Novartis DSAI Challenge

Challenge Rules

Rules:

The challenge is divided into the Leaderboard methods competition, and into subjective prizes like insights, innovation, and wrangling.

Below are the rules for the Leaderboard portion, and guidance for the insights aspect.

Leaderboard Evaluation:

All participants will use the provided core data set as the starting point for training and submissions.

The data is split by time:

  • Training data 2015 and earlier
  • Test data 2016 and later
  • Note: the visible public leaderboard will be on only a portion of the test data set, but the entire data set will be used at the end of the challenge to prevent gaming of the system
  • Likewise, there will be a limit on number of submissions per day
  • No data from phase 3 or existence of phase 3 for leaderboard competition
  • Recreating and/or using test data to train on or game the submission system for the Leaderboard competition is prohibited

Your leaderboard submitted model may use additional variables from the raw Informa historical trials data from which we produced the core data matrix. But you will have to wrangle those variables to the test data also.

Additionally, you may explore other data sources in your workspace, and then request that a new data source be made available to everyone to enable the entire challenge.

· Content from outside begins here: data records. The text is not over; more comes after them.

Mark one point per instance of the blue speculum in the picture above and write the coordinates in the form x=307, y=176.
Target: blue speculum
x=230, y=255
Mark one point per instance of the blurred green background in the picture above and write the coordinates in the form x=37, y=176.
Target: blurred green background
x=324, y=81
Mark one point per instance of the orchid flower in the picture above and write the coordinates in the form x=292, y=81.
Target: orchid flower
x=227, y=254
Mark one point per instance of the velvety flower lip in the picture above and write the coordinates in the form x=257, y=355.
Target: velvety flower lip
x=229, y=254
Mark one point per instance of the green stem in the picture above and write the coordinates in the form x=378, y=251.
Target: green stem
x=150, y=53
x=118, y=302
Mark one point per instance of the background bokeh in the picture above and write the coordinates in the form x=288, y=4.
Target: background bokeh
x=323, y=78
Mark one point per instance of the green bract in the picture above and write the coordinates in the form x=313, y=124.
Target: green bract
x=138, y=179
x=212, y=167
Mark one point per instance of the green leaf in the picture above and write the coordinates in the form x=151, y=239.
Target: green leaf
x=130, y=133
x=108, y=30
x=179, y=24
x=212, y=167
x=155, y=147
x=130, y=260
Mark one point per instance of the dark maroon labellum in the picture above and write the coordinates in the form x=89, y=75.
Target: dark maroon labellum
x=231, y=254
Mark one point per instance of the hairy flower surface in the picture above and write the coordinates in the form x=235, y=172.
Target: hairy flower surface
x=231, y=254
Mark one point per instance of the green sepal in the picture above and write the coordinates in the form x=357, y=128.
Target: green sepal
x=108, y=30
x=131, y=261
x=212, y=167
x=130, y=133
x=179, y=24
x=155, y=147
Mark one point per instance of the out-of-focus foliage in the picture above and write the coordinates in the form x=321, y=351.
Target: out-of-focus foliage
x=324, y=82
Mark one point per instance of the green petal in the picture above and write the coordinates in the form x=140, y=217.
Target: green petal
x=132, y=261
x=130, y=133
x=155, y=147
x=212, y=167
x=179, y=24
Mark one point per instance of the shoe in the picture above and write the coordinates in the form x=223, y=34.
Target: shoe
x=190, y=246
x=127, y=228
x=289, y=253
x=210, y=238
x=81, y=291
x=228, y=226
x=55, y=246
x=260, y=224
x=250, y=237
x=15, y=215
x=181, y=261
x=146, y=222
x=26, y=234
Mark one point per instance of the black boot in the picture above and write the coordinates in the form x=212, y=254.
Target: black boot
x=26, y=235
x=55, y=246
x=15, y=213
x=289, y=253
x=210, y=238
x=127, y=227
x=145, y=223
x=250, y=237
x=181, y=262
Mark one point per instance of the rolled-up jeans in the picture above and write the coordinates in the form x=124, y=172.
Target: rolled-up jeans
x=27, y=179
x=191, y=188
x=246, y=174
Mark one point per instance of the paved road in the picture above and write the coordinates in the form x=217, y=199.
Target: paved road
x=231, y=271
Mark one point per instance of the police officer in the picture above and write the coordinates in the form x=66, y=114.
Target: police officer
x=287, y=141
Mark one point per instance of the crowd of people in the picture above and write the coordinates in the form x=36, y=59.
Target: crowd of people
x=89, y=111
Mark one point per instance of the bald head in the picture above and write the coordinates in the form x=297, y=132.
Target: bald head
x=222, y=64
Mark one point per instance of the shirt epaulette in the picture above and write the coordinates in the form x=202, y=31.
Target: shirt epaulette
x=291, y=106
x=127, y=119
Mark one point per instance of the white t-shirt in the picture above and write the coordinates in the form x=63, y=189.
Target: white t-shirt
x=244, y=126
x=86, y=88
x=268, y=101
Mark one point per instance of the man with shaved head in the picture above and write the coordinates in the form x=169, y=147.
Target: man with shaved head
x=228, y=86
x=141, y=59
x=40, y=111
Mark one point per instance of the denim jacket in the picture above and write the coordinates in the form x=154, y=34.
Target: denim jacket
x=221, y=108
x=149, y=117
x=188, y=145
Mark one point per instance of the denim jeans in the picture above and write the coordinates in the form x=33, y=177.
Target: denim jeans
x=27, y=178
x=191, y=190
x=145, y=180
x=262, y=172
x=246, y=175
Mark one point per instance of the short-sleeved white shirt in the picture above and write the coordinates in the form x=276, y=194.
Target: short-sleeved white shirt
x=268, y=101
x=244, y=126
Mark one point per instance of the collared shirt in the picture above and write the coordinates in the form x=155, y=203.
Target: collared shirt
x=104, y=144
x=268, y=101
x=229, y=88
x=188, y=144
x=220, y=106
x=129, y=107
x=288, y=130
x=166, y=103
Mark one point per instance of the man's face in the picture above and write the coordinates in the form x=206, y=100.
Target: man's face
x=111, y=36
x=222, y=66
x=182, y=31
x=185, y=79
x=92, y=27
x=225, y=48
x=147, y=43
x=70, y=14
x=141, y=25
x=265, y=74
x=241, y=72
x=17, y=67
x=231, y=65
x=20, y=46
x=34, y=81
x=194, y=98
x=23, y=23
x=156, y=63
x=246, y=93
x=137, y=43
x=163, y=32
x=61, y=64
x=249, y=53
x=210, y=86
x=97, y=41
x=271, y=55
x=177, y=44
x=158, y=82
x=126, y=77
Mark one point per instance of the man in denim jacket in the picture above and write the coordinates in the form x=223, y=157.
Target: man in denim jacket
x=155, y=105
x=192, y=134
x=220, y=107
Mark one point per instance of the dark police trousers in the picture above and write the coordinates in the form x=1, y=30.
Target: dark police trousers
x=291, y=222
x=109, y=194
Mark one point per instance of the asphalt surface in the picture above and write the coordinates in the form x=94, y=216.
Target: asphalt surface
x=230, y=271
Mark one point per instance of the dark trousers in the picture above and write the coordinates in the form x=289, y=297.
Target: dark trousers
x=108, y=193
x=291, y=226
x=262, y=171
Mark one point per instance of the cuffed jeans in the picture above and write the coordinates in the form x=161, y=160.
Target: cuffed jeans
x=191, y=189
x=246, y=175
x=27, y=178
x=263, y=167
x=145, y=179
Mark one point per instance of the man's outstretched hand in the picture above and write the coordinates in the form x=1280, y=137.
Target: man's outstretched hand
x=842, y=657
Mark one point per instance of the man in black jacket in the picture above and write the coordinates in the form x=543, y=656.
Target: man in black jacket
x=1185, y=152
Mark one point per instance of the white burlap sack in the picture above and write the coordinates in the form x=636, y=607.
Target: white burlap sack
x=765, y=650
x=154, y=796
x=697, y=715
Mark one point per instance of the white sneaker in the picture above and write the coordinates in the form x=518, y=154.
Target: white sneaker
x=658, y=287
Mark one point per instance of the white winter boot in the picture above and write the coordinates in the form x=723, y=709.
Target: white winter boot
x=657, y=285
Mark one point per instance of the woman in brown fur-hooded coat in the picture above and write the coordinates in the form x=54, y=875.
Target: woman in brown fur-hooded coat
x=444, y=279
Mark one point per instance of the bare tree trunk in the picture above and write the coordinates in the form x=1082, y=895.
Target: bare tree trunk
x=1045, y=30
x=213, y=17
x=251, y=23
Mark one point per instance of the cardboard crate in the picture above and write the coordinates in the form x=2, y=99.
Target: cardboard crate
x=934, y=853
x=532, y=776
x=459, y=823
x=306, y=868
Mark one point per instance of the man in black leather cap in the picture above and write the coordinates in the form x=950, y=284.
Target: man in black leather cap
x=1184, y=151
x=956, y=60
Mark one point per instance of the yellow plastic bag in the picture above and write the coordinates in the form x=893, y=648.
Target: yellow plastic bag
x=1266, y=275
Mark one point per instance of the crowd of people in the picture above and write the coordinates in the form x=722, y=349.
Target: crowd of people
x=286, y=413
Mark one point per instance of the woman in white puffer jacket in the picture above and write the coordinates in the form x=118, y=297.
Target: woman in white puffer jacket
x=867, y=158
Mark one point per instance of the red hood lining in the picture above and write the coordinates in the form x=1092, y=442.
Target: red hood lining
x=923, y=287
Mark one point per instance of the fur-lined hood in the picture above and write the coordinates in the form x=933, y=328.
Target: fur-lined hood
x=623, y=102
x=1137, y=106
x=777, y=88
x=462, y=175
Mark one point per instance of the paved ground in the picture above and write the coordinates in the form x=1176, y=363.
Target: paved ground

IMPORTANT: When adding additional data, it is up to the participants that no data from after the 2015 cutoff is “leaked” back into the model training – especially regarding trial outcomes. Information leakage would negate your score.

Insights:

When demonstrating the performance of your model for various other challenge questions or with new data sets, please keep in mind the topic of information leakage, but you are of course able to come up with new ways for validating your algorithm.

We strongly encourage participants to show the value or additional insights associated with bringing in new data, to help us quantify the new potential information it brings.